Too Much Is Not Enough: A Memoir of Fumbling Toward Adulthood by Andrew Rannells

Too Much Is Not Enough: A Memoir of Fumbling Toward Adulthood by Andrew Rannells

Author:Andrew Rannells
Language: eng
Format: epub
Publisher: Crown/Archetype
Published: 2019-03-12T00:00:00+00:00


Broadway Adjacent

When I got back from the theater barn, I knew I was capable of booking professional work—albeit work that was contingent upon my willingness to also clean the urinals in the men’s room—and yet here I was starting another semester at a school I wasn’t happy with and spending time, energy, and my limited funds on a degree that I wasn’t sure was necessary for my future. Most of the people I had just worked with in summer stock had college degrees and were making the same $150 a week I was. Did I need a degree to be an actor? Was it something that I had to have to work? Was I really learning anything useful?

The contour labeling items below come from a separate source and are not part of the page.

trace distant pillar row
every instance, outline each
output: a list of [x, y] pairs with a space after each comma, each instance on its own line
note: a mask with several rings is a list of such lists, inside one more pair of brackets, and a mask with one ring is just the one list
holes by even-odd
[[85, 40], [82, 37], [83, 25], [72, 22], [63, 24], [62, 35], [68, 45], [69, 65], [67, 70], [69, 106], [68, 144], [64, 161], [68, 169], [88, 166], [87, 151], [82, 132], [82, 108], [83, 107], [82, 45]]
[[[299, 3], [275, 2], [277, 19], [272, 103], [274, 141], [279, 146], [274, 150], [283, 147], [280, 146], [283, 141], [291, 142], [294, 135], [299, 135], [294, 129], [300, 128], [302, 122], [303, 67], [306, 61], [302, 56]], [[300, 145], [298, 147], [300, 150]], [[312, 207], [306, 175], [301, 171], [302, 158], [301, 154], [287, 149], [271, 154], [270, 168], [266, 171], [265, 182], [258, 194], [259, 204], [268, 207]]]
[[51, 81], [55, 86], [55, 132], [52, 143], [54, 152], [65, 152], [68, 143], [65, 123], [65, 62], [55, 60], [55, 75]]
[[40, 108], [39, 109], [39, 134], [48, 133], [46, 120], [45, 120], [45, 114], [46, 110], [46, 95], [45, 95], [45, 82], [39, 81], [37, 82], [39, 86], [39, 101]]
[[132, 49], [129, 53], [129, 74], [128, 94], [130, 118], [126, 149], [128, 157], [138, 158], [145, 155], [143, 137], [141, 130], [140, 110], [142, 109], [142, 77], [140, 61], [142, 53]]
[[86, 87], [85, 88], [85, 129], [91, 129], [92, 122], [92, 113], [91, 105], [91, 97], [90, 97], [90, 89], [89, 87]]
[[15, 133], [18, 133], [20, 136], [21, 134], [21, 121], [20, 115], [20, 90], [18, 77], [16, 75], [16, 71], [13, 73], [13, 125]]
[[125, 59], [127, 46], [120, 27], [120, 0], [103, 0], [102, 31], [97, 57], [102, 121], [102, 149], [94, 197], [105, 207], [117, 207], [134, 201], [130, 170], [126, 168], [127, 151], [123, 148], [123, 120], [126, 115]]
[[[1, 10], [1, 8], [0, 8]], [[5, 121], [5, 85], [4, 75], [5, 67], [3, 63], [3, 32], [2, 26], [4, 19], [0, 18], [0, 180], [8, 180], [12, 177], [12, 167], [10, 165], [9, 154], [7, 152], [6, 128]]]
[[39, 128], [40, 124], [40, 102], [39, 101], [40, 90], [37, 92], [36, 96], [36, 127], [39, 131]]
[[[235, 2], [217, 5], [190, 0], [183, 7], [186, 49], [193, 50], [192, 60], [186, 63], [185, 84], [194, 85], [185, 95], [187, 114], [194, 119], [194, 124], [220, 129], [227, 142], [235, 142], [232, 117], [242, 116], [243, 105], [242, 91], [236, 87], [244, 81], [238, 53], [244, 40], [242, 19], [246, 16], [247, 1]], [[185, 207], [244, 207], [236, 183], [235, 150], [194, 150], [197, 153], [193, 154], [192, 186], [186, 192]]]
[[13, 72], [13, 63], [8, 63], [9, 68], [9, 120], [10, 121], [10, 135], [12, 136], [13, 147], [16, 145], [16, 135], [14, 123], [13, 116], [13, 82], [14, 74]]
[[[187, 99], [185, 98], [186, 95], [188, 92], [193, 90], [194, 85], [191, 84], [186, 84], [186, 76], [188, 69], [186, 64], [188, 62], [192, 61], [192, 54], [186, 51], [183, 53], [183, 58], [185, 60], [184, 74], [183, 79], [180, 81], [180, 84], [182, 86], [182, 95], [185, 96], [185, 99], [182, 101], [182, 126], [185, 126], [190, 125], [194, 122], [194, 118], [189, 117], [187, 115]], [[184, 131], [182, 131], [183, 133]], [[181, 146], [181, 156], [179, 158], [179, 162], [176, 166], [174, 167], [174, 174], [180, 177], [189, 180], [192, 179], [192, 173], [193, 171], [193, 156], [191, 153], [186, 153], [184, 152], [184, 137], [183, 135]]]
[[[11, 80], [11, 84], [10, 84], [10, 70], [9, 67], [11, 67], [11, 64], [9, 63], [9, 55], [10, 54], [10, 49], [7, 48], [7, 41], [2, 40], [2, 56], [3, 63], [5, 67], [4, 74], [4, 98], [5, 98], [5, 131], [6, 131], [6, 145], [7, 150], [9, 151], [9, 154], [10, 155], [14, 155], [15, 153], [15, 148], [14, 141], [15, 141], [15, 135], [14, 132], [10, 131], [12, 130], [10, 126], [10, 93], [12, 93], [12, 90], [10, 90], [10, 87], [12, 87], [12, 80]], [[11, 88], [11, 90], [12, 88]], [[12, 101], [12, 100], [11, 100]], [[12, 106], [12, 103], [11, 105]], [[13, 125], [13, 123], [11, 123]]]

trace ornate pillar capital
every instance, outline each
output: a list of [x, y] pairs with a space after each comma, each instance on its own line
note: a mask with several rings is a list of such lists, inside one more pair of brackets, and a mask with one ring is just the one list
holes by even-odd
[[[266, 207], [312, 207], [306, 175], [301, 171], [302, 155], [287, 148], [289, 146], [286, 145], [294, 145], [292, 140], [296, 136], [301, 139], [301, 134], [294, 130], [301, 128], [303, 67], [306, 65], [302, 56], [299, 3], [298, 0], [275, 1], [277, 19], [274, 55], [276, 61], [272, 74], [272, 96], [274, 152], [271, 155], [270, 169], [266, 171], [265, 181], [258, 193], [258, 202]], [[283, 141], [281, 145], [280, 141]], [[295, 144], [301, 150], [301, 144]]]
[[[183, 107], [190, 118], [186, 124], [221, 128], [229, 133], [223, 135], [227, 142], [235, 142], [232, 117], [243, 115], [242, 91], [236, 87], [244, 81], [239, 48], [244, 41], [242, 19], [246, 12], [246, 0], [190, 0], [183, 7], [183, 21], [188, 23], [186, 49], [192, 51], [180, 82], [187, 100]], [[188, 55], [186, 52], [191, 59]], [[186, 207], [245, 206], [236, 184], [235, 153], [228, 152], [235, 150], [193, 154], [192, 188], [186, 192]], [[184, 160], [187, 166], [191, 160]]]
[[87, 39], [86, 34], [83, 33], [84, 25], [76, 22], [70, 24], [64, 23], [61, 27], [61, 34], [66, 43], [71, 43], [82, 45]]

Making things worse, my teen modeling savings were nearly gone. My tuition was paid for, but I still had to pay for room and board and general living expenses, and New York had proven to be way more expensive than I had planned. (He said to the surprise of no one.) I started classes again and went through the motions of being a student. I was waking up with financial panic attacks almost daily, and I was skipping most of my classes to make time for work, which, looking back, seems insane since I was skipping the thing that I was trying to pay for.

I had two part-time jobs. The first was at Equinox gym, as a front desk clerk. I took this job mainly so I could get the free membership that came with it. It was easy work; I just had to check people in as they entered. It was pretty uneventful, except for the occasional entitled Upper East Sider who would burst into the gym with no membership card and no ID, and insist that I should remember his or her face and name. In those instances I would usually fold and just let the person in, but depending on my mood, I would sometimes punish those rich people by making them spell their names very slowly for me while I searched for their membership folder. I have to say that a real highlight of that job was that every once in a while Isabella Rossellini would come in. She never had her ID, but she was always incredibly polite and would voluntarily spell her first and last name so I could check her in. And she always apologized for not bringing her ID card. I will always love her for that.

My second job was more soul-crushing. I was a greeter at the Warner Bros. store. “Why was that so bad?” you ask. I’ll tell you. The Warner Bros. store was eight floors of merchandise packed into a sterile high-rise on the corner of 57th and Fifth Avenue. T-shirts, hats, flatware, glasses, jewelry, DVDs—anything any Warner Bros. fan could dream of—even Tweety Bird mud flaps. (That is not a joke. We sold those.) All I had to do was stand in front of the entrance and welcome people into the store by saying, “Welcome to the Warner Bros.